Re: [PATCH v6 6/9] kernel: entry: Support Syscall User Dispatch for common syscall entry

From: Christian Brauner
Date: Mon Sep 07 2020 - 06:15:32 EST


On Fri, Sep 04, 2020 at 04:31:44PM -0400, Gabriel Krisman Bertazi wrote:
> Syscall User Dispatch (SUD) must take precedence over seccomp, since the
> use case is emulation (it can be invoked with a different ABI) such that
> seccomp filtering by syscall number doesn't make sense in the first
> place.

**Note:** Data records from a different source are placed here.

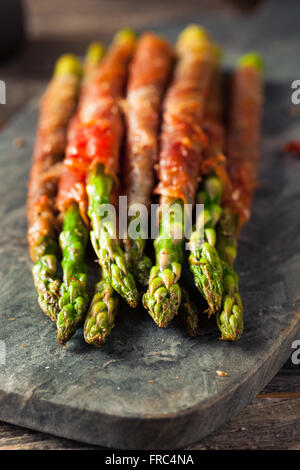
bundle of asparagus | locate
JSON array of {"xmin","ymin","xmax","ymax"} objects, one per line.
[
  {"xmin": 27, "ymin": 26, "xmax": 263, "ymax": 347},
  {"xmin": 188, "ymin": 61, "xmax": 227, "ymax": 316}
]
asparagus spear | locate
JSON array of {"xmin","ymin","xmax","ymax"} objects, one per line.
[
  {"xmin": 178, "ymin": 288, "xmax": 199, "ymax": 337},
  {"xmin": 215, "ymin": 207, "xmax": 243, "ymax": 340},
  {"xmin": 84, "ymin": 277, "xmax": 119, "ymax": 347},
  {"xmin": 84, "ymin": 42, "xmax": 106, "ymax": 76},
  {"xmin": 87, "ymin": 163, "xmax": 138, "ymax": 307},
  {"xmin": 188, "ymin": 64, "xmax": 225, "ymax": 315},
  {"xmin": 69, "ymin": 30, "xmax": 138, "ymax": 308},
  {"xmin": 143, "ymin": 198, "xmax": 183, "ymax": 327},
  {"xmin": 56, "ymin": 43, "xmax": 106, "ymax": 344},
  {"xmin": 216, "ymin": 53, "xmax": 263, "ymax": 341},
  {"xmin": 28, "ymin": 55, "xmax": 82, "ymax": 321},
  {"xmin": 57, "ymin": 202, "xmax": 89, "ymax": 344},
  {"xmin": 143, "ymin": 26, "xmax": 216, "ymax": 327},
  {"xmin": 123, "ymin": 33, "xmax": 173, "ymax": 286},
  {"xmin": 124, "ymin": 234, "xmax": 152, "ymax": 287},
  {"xmin": 189, "ymin": 175, "xmax": 223, "ymax": 315},
  {"xmin": 31, "ymin": 229, "xmax": 61, "ymax": 322}
]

In addition, either the syscall is dispatched back to userspace,
> in which case there is no resource for seccomp to protect, or the

Tbh, I'm torn here. I'm not a super clever attacker but it feels to me
that this is still at least a clever way to circumvent a seccomp
sandbox.
If I'd be confined by a seccomp profile that would cause me to be
SIGKILLed when I try do open() I could prctl() myself to do user
dispatch to prevent that from happening, no?

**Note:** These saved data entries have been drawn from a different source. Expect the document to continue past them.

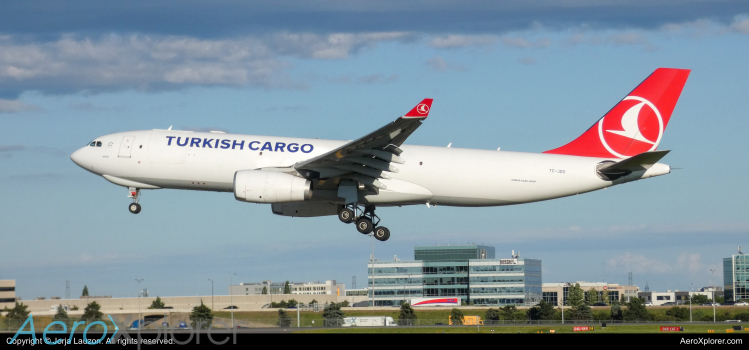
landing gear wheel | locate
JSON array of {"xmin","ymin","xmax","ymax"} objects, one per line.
[
  {"xmin": 338, "ymin": 208, "xmax": 354, "ymax": 224},
  {"xmin": 373, "ymin": 226, "xmax": 390, "ymax": 241},
  {"xmin": 356, "ymin": 217, "xmax": 373, "ymax": 234},
  {"xmin": 129, "ymin": 203, "xmax": 141, "ymax": 214}
]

> syscall will be executed, and seccomp will execute next.
>
> Regarding ptrace, I experimented with before and after, and while the
> same ABI argument applies, I felt it was easier to debug if I let ptrace
> happen for syscalls that are dispatched back to userspace. In addition,
> doing it after ptrace makes the code in syscall_exit_work slightly
> simpler, since it doesn't require special handling for this feature.
>
> Signed-off-by: Gabriel Krisman Bertazi <krisman@xxxxxxxxxxxxx>
> ---
> kernel/entry/common.c | 8 ++++++++
> 1 file changed, 8 insertions(+)
>
> diff --git a/kernel/entry/common.c b/kernel/entry/common.c
> index 44fd089d59da..fdb0c543539d 100644
> --- a/kernel/entry/common.c
> +++ b/kernel/entry/common.c
> @@ -6,6 +6,8 @@
> #include <linux/audit.h>
> #include <linux/syscall_intercept.h>
>
> +#include "common.h"
> +
> #define CREATE_TRACE_POINTS
> #include <trace/events/syscalls.h>
>
> @@ -47,6 +49,12 @@ static inline long do_syscall_intercept(struct pt_regs *regs)

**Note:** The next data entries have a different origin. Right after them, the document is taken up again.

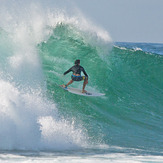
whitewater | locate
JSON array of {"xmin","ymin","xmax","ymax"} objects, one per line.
[{"xmin": 0, "ymin": 0, "xmax": 163, "ymax": 162}]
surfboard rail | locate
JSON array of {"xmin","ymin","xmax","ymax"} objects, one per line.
[{"xmin": 59, "ymin": 85, "xmax": 105, "ymax": 97}]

> int sysint_work = READ_ONCE(current->syscall_intercept);
> int ret;
>
> + if (sysint_work & SYSINT_USER_DISPATCH) {
> + ret = do_syscall_user_dispatch(regs);
> + if (ret == -1L)
> + return ret;
> + }
> +
> if (sysint_work & SYSINT_SECCOMP) {
> ret = __secure_computing(NULL);
> if (ret == -1L)
> --
> 2.28.0